The government is expected to publish plans on how to send reforms in the UK this autumn this autumn. There He refused to ignore before Get rid of ehcp.
In response to today’s report, the Ministry of Education says that he is listening to families because he brings together “transforming results for each child” plans.
The Education Election Committee spent the last eight months searching for how to achieve long -term sustainability for the SOD system in the UK and how to improve the results for children and young people.
Today, in their reports, they made various suggestions to the Ministry of Education, including the following:
- Send the courts as “accountability return” for keeping ehcPs and for parents
- To create a new legal national minimum standards that support schools should offer about special education needs for all needs
- Send more and more for future kind school staff, including chief teachers.
- Investing in more state expert schools
- Sending funds in line with increasing inflation.
. National Audit Office said Last year, the reference system as a whole in the UK was not “financially sustainable” and despite the major increases in financing in the last 10 years, it did not give better results for children and young people.
Number of children and young people in England with EHCP Rose to 638,745The highest number since it was introduced ten years ago. EHCP is a legal document that supports the special education needs of a child or young person.
Approximately 1.3 million students support special education needs in schools in the UK without EHCP, but many parents value legal rights to support that they have struggled too much to put forward plans.
Helen Hayes MP, the head of the training election committee, says that the “Root and Branch reform of the sending system is needed and” a really inclusive, well -based main education system “will reduce costs.
“The government should develop a national framework for the support that children with SOD can wait at school long before the need for a EHCP, so that there may be confidence and open accountability lines.”
Paul Whiteman, Secretary General of the School Leaders Association, agreed that all teachers should be trained about how to support children with special education needs, but the responsibility should not only lie with schools, he said.
“There should be a multi -institutional approach to all health and child services to support children and young people not only in schools, but also for children and young people.
He continued: “It must be an acceptance that financing is inadequate for reference and that a rethinking system should be fully caused to work.”

Tracy Winchester manages the main campaign group that sends a national crisis in Worcestershire.
He passed three courts against his local authority to change support for his son Rowan, who has been a EHCP since the age of five.
He is concerned that the government can make changes to EHCPS in the upcoming reforms of the government.
He continued: “We will not stop for the abolition of our legal rights, and his thought is terrifying.
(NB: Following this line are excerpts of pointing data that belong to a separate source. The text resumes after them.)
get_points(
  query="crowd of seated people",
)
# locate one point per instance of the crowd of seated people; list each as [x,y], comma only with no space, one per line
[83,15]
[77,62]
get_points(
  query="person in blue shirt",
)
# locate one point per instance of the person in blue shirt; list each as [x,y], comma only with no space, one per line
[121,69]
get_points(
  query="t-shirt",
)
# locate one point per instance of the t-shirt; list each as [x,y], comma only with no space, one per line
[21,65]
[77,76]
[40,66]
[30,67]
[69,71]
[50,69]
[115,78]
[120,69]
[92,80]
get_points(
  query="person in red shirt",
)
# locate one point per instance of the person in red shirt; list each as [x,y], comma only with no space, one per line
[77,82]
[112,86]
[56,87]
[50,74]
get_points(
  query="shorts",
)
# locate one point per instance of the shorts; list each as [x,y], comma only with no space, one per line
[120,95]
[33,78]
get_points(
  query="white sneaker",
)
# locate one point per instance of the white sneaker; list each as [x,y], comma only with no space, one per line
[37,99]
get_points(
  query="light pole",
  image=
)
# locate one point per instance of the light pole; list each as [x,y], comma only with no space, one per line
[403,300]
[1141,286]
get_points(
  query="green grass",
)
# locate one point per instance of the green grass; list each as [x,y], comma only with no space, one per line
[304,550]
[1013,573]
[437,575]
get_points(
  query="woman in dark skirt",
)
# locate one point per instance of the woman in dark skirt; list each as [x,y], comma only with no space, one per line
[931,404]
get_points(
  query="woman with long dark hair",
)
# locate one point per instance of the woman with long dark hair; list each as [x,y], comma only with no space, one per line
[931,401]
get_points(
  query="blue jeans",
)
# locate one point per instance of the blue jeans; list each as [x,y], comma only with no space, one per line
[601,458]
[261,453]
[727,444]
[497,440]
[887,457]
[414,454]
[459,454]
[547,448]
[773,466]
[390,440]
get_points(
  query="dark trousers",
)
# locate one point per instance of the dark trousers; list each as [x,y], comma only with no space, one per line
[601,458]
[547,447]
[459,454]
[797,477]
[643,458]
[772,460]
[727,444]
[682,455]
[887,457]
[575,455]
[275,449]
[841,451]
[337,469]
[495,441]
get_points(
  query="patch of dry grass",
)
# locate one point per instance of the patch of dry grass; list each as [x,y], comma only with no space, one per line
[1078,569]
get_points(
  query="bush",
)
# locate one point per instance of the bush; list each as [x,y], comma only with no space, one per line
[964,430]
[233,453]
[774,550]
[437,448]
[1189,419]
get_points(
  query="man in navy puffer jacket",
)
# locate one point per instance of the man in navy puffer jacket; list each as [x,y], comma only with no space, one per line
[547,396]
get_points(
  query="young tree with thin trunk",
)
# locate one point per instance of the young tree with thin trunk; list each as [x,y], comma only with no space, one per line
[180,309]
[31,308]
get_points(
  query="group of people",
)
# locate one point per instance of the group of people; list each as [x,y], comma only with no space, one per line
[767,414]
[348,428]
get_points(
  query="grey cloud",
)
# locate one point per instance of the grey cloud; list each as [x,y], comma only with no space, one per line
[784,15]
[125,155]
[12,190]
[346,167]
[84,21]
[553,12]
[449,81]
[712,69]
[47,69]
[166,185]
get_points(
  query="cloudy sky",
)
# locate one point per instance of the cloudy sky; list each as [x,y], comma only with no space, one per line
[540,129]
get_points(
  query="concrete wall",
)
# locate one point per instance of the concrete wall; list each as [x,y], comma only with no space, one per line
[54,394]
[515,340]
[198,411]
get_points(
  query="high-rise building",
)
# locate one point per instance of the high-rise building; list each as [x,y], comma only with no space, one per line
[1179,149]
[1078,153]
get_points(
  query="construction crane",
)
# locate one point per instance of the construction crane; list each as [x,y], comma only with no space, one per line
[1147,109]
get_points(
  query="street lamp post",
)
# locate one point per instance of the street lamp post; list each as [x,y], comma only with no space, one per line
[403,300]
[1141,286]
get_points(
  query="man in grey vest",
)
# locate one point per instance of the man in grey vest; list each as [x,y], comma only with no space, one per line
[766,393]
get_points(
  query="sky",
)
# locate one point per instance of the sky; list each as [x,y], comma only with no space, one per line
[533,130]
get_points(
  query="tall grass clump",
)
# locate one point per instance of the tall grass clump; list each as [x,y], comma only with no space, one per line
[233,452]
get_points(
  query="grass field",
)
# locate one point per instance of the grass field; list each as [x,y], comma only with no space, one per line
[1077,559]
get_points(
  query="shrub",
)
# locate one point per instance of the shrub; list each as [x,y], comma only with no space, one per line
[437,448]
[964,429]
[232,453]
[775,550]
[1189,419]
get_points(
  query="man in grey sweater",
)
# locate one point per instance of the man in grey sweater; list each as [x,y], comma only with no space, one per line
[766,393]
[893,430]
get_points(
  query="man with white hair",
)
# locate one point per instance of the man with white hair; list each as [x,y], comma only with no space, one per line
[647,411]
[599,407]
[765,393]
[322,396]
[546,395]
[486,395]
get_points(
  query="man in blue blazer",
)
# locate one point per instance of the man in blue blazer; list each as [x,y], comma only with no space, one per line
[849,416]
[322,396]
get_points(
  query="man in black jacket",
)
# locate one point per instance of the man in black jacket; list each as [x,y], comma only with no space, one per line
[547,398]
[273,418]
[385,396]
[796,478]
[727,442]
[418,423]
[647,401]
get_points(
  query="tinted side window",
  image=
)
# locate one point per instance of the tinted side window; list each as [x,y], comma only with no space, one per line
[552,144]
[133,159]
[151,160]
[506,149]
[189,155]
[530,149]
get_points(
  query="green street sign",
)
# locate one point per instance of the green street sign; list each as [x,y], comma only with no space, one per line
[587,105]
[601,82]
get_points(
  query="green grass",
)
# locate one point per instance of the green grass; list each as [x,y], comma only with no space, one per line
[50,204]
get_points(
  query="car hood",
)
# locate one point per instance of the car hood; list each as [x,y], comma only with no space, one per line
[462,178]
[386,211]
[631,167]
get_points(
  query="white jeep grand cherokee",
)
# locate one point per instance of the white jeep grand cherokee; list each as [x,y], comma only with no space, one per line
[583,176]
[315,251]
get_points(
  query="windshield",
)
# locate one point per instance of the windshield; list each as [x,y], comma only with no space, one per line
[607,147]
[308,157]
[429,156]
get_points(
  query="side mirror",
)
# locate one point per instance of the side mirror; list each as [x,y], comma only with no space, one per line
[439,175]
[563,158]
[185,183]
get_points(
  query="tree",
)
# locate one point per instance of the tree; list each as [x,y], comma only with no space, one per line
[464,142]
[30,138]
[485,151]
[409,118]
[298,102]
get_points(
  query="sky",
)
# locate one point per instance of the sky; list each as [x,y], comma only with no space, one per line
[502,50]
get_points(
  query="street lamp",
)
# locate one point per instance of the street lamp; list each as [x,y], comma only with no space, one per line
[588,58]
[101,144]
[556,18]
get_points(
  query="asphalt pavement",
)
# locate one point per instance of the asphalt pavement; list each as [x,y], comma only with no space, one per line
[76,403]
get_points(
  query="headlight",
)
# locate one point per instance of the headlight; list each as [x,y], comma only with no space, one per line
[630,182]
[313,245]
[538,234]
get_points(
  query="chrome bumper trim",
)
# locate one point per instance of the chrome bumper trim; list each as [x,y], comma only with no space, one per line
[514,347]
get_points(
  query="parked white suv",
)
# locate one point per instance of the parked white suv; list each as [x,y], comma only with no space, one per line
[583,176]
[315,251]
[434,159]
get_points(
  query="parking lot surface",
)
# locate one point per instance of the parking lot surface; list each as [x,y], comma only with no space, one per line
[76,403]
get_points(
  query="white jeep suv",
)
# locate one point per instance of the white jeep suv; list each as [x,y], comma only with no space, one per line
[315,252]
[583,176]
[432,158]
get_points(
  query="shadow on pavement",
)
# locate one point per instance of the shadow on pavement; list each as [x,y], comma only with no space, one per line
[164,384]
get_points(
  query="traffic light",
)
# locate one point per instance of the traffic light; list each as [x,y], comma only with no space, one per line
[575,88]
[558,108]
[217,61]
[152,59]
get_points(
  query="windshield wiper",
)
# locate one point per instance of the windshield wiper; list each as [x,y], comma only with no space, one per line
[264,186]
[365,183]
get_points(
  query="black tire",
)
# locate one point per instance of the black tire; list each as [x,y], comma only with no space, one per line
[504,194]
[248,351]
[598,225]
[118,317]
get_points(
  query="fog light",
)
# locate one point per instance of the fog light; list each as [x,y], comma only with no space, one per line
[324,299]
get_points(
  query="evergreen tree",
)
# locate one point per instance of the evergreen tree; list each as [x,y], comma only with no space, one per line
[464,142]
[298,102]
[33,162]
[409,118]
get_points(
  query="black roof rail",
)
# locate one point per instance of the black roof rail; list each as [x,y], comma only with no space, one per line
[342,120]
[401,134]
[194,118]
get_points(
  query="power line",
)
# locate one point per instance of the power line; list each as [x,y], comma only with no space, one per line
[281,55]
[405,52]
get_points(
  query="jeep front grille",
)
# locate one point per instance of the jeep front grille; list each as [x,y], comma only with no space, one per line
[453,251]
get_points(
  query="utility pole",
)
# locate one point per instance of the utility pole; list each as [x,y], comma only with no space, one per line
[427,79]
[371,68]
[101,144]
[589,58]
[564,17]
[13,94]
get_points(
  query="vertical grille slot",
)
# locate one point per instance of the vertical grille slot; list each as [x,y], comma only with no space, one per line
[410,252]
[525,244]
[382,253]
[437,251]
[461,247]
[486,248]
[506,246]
I don’t know where we will be without legal rights, not to say that everything is perfect right now.
“Local authorities should pay attention to their budgets, but ultimately the education of our children. If we don’t have this legal protection, where do we stop?”
An educational department spokesman said: “The report rightly emphasizes the” report to ensure that the best start of every local local region is routine for children who are sent for children sent to ensure that the support -based support is routine for every child who needs it without fighting. “He said.